Shivpal Yadav likely to float separate party

Akhilesh Yadav’s estranged uncle, however, said that he was not averse to a tie-up with the SP-BSP alliance

Indicating that there is no chance of a compromise with his estranged nephew Akhilesh Yadav, senior Samajwadi Party leader Shivpal Yadav has initiated steps to formalise his “Samajwadi Secular Morcha” into a parallel political party ahead of the 2019 Lok Sabha elections.

Mr. Shivpal Yadav, however, did not dismiss the prospects of having an alliance with the SP-BSP mahagathbandhan if it materialises and he was treated with respect.

Spoke to Mulayam

In an interview to The Hindu, Mr. Shivpal Yadav said his decision to form a separate morcha was not based on a whim and he had the blessings of SP founder and his elder brother Mulayam Singh.

“I discussed this with him many times. I have taken this step after a lot of thought and waiting, and after speaking to all,” he said.

The estranged leader recently declared that he would seek to rope in leaders neglected by the SP under Akhilesh Yadav into his outfit and also connect with smaller parties looking for political space.

Though Mr. Yadav is yet to formally resign from the SP, he suggested that he had cut off ties with the party and complained that he was not even shown the basic courtesy of being called to SP meetings despite still being a party MLA.

Known for his organisational skills, Mr. Yadav estimated that without his support, the SP-BSP alliance would lose the edge against the BJP in 2019.

According to a close aide, the strategy was to create such a presence before the polls that non-BJP parties are forced to negotiate with him and create space for him and his allies.

Support in by-polls

Mr. Yadav said that in the by-poll elections in which he openly supported the alliance or did not oppose their candidate — Phulpur, Noorpur, Gorakhpur and Kairana — the BJP was defeated, while in the Sikandra by-poll the SP lost as he had abstained.

Warning that the low margin of victories earned by the SP with support of the alliance can be easily overturned, Mr. Yadav said he also had the “support of the Yadavs, Muslims and the youth.”

“Had I opposed them, imagine what would have happened. In Kairana, I ensured that the [rebel candidate of Lok Dal] Kanwar Hasan withdrew at the last moment. In the final result, the margin was not much,” he said.

Bolster organisation

Mr. Shivpal Yadav plans to strengthen his organisation, and wants to embark on a State-wide tour to gather support. He is in touch with a faction of BAMCEF.

Last week, he had attended a meeting of the Yadav-based Krishna Vahini in Lucknow and also concluded a three-day tour of Nepal where he attended a conference of the International Federation of Yadav Chamber of Commerce where he apparently sought support from industrialists belonging to the community. He also held a public meeting in Muzaffarnagar, which was hit by riots in 2013.

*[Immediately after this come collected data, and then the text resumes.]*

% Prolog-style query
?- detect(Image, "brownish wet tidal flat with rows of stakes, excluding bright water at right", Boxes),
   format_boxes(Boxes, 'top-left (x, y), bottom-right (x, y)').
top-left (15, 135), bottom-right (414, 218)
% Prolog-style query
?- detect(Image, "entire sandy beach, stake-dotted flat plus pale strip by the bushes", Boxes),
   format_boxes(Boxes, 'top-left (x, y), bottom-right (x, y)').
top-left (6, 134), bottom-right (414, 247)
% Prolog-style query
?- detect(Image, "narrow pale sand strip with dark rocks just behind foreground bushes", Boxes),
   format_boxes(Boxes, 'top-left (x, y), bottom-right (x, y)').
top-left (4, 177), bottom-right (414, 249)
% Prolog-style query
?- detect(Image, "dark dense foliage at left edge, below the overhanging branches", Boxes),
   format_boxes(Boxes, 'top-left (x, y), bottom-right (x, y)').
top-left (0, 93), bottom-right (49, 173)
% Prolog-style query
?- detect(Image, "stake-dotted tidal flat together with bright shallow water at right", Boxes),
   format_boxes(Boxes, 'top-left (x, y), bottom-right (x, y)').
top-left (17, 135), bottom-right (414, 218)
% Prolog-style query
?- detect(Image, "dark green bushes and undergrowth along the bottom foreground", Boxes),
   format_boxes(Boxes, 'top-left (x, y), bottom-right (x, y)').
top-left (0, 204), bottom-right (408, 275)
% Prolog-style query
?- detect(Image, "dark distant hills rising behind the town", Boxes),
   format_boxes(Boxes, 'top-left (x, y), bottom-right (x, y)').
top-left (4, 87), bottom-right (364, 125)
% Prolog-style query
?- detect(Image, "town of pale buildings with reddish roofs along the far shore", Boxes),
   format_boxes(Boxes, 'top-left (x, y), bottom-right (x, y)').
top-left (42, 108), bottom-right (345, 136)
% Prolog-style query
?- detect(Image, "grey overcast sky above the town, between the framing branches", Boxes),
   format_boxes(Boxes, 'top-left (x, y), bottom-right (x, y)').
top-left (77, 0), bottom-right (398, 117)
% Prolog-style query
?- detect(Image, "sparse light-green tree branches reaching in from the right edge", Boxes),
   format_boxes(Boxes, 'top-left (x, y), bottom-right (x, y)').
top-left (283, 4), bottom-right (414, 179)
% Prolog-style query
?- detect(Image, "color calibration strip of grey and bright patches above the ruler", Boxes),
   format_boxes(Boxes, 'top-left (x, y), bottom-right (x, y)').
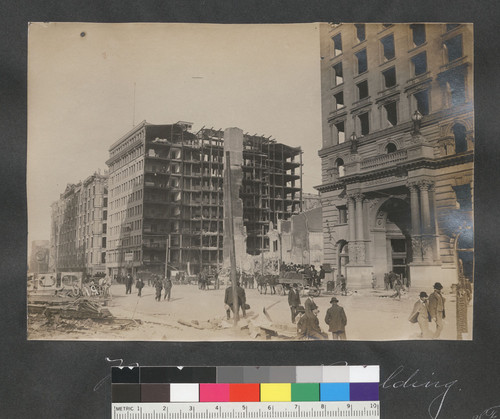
top-left (111, 365), bottom-right (380, 404)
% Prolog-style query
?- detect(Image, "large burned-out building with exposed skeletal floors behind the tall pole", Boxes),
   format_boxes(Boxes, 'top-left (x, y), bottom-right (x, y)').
top-left (106, 121), bottom-right (302, 275)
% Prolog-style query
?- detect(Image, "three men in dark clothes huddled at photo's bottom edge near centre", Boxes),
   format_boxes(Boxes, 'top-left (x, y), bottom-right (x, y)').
top-left (288, 284), bottom-right (347, 340)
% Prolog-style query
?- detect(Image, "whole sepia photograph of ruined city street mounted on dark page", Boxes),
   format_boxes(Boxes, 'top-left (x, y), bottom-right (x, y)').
top-left (26, 23), bottom-right (474, 341)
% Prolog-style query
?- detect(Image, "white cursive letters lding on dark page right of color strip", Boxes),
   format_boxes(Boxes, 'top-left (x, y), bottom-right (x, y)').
top-left (381, 365), bottom-right (458, 419)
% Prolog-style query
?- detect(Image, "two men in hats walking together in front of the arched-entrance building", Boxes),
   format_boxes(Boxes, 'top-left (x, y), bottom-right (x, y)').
top-left (409, 282), bottom-right (446, 339)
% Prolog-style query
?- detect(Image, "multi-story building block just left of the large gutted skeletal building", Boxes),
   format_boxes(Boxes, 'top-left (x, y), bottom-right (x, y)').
top-left (50, 173), bottom-right (108, 275)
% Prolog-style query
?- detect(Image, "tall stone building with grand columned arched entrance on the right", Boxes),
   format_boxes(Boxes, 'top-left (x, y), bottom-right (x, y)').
top-left (317, 24), bottom-right (474, 286)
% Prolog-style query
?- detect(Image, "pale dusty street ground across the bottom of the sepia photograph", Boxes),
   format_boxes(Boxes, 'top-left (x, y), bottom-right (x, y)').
top-left (30, 284), bottom-right (472, 341)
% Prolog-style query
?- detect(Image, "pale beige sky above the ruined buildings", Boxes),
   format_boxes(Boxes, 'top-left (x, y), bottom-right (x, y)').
top-left (27, 23), bottom-right (321, 242)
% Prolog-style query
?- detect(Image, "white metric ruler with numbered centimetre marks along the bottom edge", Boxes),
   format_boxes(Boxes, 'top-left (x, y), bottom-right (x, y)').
top-left (112, 401), bottom-right (380, 419)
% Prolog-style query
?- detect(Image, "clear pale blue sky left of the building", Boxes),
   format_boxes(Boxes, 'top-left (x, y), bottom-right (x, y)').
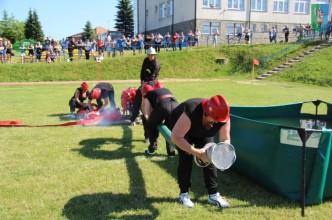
top-left (0, 0), bottom-right (118, 40)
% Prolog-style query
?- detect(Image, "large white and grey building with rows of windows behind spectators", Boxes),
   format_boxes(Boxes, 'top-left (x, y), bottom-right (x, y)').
top-left (135, 0), bottom-right (332, 43)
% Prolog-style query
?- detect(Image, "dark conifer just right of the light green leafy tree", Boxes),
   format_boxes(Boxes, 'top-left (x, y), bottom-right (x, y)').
top-left (24, 9), bottom-right (44, 41)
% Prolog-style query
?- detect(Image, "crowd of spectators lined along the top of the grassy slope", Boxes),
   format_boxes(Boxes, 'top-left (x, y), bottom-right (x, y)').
top-left (0, 24), bottom-right (332, 63)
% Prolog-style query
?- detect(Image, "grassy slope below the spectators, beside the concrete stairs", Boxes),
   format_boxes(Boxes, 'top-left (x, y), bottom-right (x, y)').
top-left (0, 42), bottom-right (332, 86)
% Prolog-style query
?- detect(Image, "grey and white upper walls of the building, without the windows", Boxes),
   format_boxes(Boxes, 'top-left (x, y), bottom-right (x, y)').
top-left (137, 0), bottom-right (332, 37)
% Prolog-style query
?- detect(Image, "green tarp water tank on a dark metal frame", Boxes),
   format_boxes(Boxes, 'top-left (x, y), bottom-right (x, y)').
top-left (231, 102), bottom-right (332, 205)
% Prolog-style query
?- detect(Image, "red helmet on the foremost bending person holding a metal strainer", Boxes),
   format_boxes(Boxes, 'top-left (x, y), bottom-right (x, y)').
top-left (202, 95), bottom-right (230, 122)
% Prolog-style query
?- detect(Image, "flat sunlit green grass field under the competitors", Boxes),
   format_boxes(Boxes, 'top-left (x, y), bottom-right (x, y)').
top-left (0, 78), bottom-right (332, 220)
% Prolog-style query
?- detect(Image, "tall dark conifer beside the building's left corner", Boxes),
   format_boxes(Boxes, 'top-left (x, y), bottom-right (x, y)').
top-left (115, 0), bottom-right (134, 37)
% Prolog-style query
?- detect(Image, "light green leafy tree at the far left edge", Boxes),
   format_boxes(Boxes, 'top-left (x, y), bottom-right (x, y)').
top-left (0, 10), bottom-right (24, 43)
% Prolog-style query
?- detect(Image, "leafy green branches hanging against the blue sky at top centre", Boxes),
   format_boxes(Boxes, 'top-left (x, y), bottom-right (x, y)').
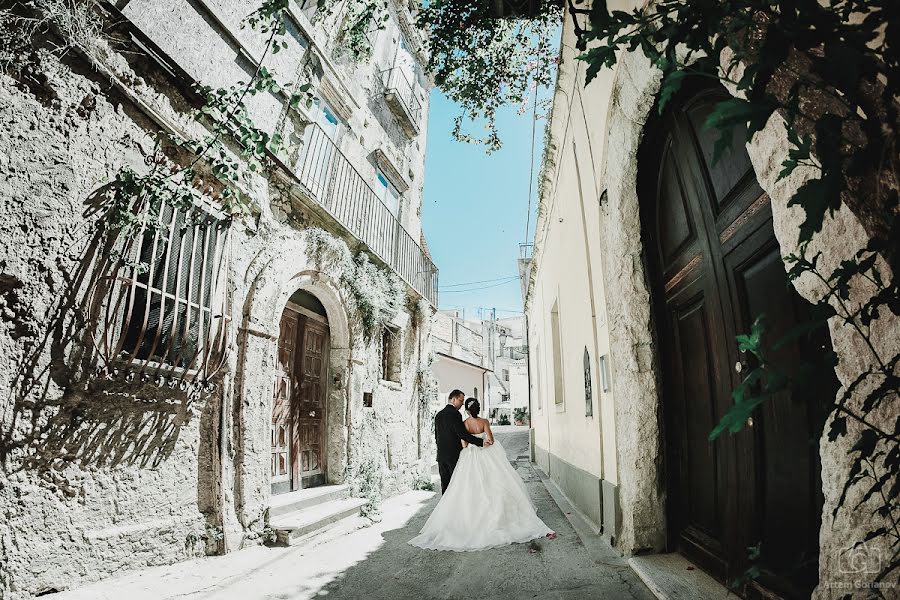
top-left (417, 0), bottom-right (562, 153)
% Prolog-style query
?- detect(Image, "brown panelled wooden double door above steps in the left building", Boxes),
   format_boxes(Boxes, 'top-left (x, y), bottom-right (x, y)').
top-left (271, 307), bottom-right (329, 494)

While the morcha is still in its nascent stage, Mr. Yadav has announced a list of official spokespersons, including two former State Ministers, Sharda Pratap Shukla and Shadab Fatima, who had been shunted by Akhilesh Yadav after his takeover of the party, and is in touch with several former MLAs.

To bolster his cadre work, he has also formed three frontal outfits named after him to connect with youth, including a fans association and a youth brigade.

While he did not share details of his plan to register the morcha into a political party, its tentative name and when he was planning to resign from the SP, Mr. Yadav did not dismiss the prospect of contesting himself.